New Yorker profiles Roald Dahl
From a lengthy New Yorker profile of Roald Dahl comes this story of a formative exposure to the notion that the products we experience are the result of conscious deliberate decisions by others, and that this is a process one can engage in.
He and the other boys at Repton also enjoyed a curious perk, courtesy of the Cadbury chocolate company. “Every now and again, a plain grey cardboard box was dished out to each boy in our House,” Dahl writes in Boy. Inside were eleven chocolate bars, aspirants to the Cadbury line. Dahl and the other boys got to rate the candy, and they took their task very seriously. (“Too subtle for the common palate” was one of Dahl’s assessments.) He later recalled this as the first time that he thought of chocolate bars as something concocted, the product of a laboratory setting, and the thought stayed with him until he invented his own crazy factory.

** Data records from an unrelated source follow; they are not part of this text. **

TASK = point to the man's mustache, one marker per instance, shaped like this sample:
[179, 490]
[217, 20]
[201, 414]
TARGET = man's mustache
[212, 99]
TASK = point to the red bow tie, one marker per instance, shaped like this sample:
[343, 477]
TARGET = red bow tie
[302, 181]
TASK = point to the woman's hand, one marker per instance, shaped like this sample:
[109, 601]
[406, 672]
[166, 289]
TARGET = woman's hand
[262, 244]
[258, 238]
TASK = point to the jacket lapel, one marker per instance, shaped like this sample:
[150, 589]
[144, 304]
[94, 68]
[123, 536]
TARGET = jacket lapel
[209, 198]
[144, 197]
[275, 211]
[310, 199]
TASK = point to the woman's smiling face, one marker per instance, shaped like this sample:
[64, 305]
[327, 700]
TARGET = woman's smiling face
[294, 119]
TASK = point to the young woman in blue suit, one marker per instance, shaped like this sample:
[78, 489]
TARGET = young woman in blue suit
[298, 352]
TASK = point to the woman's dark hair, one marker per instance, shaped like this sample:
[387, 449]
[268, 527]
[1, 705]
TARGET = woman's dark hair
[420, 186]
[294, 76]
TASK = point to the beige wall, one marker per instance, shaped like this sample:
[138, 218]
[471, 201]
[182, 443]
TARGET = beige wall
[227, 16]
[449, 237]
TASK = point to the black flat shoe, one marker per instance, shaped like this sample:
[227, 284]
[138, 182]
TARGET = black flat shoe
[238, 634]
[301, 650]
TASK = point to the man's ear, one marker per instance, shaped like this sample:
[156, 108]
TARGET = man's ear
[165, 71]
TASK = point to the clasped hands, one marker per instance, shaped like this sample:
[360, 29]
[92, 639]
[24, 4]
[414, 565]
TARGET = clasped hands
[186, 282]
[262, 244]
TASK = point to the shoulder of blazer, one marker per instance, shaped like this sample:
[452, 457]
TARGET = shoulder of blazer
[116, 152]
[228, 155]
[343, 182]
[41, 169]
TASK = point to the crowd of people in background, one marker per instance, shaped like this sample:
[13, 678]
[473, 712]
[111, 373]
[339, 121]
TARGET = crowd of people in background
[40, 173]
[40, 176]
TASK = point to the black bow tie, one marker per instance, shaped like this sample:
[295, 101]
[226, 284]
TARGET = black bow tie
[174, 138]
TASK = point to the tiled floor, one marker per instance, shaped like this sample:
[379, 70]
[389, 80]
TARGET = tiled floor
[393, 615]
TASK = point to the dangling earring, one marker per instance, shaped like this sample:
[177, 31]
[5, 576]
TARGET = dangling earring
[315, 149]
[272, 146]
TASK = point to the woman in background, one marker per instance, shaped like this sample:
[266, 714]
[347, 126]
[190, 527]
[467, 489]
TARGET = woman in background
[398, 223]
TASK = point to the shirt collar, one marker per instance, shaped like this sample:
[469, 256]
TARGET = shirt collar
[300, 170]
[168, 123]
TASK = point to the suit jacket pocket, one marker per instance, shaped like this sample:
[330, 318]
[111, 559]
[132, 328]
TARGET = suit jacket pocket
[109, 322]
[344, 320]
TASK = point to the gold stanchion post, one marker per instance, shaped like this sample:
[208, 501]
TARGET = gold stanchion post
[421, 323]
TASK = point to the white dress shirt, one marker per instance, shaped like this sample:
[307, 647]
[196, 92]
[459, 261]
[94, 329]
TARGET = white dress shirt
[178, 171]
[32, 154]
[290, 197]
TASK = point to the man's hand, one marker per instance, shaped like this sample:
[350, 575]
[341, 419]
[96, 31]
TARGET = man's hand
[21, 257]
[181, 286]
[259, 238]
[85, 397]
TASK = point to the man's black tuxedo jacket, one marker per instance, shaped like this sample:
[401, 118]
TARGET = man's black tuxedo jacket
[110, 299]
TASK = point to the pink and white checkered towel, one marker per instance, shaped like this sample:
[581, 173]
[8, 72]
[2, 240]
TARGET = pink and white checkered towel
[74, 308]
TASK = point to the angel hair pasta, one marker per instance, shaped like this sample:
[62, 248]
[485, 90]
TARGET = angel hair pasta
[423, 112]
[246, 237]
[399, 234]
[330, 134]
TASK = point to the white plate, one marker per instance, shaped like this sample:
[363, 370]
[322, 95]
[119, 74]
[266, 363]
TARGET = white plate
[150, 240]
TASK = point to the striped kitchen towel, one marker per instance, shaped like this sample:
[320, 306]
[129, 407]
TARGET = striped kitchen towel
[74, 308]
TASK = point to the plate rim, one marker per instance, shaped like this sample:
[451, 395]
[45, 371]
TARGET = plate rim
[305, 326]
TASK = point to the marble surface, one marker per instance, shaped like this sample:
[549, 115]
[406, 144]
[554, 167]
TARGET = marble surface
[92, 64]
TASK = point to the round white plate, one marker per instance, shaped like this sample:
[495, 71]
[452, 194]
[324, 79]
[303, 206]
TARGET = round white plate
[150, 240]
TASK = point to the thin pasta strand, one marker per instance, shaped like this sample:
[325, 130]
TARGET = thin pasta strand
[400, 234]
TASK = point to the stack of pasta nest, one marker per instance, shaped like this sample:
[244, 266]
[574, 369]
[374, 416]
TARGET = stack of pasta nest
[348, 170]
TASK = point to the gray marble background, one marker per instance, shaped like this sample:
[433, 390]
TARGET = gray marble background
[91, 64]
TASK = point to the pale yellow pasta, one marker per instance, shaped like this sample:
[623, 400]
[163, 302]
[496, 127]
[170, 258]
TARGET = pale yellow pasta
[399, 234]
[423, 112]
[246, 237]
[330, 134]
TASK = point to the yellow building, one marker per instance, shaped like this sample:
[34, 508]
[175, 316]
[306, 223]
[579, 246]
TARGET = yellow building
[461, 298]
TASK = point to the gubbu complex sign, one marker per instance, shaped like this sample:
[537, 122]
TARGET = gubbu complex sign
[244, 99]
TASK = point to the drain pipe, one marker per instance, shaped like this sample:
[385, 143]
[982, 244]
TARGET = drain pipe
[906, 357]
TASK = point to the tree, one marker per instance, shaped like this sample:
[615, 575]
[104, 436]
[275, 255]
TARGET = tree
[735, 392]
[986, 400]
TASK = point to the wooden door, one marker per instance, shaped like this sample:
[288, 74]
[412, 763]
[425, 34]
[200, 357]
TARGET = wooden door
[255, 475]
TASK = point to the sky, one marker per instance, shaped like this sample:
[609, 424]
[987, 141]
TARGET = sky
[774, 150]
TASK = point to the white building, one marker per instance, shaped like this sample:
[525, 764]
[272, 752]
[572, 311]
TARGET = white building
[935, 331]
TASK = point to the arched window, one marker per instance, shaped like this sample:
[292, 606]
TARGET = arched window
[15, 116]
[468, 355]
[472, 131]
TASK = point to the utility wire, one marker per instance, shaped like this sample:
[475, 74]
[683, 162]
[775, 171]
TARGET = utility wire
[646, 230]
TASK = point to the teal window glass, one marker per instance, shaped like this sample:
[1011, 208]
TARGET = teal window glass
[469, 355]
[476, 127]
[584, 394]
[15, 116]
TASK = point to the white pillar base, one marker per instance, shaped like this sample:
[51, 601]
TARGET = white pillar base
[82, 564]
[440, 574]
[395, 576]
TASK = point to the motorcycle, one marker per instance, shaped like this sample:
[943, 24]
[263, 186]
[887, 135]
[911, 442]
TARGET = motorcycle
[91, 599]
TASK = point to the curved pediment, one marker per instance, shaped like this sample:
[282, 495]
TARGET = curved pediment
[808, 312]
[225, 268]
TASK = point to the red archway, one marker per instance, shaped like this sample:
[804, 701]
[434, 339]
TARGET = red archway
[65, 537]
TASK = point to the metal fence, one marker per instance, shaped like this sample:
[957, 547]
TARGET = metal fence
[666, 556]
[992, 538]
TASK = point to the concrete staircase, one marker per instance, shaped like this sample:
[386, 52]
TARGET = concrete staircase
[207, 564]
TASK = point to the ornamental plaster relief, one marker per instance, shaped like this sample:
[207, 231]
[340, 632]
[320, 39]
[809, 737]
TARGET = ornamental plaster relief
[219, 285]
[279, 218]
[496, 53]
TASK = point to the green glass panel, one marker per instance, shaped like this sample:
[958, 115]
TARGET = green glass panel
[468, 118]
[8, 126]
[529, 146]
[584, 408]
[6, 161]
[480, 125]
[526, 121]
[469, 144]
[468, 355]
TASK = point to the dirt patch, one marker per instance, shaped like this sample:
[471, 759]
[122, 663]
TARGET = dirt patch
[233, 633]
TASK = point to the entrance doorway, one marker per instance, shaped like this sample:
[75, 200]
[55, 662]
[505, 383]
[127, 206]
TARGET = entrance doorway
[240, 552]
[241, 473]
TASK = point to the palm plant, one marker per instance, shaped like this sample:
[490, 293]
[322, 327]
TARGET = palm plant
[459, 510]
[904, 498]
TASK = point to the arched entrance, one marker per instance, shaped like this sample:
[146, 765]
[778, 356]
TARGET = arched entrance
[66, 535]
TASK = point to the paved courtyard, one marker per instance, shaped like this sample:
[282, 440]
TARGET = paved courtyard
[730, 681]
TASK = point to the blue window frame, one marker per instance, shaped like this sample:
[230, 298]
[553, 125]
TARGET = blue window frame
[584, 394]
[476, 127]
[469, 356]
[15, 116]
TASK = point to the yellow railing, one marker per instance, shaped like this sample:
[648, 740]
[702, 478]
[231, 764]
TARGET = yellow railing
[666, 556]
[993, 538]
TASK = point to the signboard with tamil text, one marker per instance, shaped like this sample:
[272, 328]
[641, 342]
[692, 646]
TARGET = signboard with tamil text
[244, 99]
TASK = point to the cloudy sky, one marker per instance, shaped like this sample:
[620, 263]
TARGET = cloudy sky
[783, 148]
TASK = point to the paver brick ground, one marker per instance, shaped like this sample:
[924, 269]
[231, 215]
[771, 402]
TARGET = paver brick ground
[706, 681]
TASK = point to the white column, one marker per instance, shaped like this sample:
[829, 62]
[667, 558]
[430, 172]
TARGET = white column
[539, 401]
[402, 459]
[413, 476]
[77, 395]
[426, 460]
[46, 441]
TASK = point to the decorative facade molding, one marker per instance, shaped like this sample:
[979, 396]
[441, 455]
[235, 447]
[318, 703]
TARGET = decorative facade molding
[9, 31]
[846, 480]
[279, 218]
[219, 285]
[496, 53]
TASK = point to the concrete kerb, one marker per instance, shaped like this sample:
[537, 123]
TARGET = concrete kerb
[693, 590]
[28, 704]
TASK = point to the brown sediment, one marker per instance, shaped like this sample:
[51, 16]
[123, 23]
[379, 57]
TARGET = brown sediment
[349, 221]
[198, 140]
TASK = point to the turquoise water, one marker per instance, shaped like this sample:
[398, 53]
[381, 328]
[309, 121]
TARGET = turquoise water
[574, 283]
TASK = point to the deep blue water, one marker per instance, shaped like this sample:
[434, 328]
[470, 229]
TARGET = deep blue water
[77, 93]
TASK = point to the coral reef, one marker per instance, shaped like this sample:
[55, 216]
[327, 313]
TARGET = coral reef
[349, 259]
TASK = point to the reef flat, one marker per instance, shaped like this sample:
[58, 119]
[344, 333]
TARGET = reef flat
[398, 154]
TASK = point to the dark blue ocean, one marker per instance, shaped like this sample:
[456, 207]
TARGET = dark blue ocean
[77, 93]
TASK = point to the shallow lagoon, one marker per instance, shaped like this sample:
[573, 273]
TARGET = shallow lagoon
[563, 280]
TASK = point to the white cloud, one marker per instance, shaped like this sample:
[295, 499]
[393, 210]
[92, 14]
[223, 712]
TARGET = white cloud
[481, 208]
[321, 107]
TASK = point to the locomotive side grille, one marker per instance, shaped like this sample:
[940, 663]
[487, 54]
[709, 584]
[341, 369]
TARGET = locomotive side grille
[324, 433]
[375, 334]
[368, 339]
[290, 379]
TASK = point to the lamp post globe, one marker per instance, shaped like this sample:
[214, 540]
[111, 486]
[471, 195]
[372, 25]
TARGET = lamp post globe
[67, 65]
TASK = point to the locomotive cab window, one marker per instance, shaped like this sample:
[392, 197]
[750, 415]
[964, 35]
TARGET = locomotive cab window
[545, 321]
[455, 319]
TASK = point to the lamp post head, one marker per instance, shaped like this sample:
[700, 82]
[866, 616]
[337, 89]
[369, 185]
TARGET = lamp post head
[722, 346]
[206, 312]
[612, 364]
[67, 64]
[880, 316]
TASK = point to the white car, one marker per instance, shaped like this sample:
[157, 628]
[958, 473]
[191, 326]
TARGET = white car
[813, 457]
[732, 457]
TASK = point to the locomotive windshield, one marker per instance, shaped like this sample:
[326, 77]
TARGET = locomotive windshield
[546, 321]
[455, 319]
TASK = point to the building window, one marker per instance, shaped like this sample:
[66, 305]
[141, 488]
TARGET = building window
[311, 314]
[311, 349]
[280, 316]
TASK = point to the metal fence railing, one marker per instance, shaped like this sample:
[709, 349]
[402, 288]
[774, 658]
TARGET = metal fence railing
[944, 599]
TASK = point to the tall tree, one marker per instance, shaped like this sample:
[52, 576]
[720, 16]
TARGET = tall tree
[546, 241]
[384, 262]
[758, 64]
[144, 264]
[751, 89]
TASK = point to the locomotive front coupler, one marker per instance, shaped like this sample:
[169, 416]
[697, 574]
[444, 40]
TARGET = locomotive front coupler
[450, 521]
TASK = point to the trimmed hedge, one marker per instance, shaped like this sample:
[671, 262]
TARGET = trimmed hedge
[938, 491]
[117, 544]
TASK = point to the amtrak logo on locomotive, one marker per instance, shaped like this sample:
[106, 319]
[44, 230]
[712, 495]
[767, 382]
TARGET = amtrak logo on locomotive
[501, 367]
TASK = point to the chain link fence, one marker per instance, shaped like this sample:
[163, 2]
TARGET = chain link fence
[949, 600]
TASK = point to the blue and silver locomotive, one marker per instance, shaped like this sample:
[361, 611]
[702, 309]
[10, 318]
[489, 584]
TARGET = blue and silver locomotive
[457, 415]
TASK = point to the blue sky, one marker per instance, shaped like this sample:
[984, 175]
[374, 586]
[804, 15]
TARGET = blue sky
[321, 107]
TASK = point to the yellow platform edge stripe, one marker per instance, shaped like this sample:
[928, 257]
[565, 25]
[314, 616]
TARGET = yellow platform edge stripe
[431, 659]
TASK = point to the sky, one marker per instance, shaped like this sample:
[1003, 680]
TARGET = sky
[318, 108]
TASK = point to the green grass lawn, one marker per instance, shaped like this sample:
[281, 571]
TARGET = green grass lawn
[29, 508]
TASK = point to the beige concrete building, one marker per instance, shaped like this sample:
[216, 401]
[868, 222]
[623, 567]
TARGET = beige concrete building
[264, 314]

Dahl is brilliant at evoking the childhood obsession with candy, which most adults can recall only vaguely. In his books, candy is often a springboard for long riffs on imagined powers and possibilities. Far from being the crude ode to instant gratification that critics like Cameron detect, Dahl’s evocation of candy is an impetus to wonder. When Billy, the boy in The Giraffe, the Pelly, and Me (1985), opens his own candy shop–talk about wish fulfillment!–he orders confections from all over the world. “I can remember especially the Giant Wangdoodles from Australia, every one with a huge ripe red strawberry hidden inside its crispy chocolate crust,” he says. “And The Electric Fizzcocklers that made every hair on your head stand straight up on end. . . . There was a whole lot of splendid stuff from the great Wonka factory itself, for example the famous Willy Wonka Rainbow Drops–suck them and you can spit in seven different colours. And his stickjaw for talkative parents.” The word “confection” has a double meaning in Dahl’s world: candy is a source not only of sweetness but of creativity. On a field trip recently, I sat next to three nine-year-old boys who spent forty-five minutes in a Wonka-inspired reverie, inventing their own candies.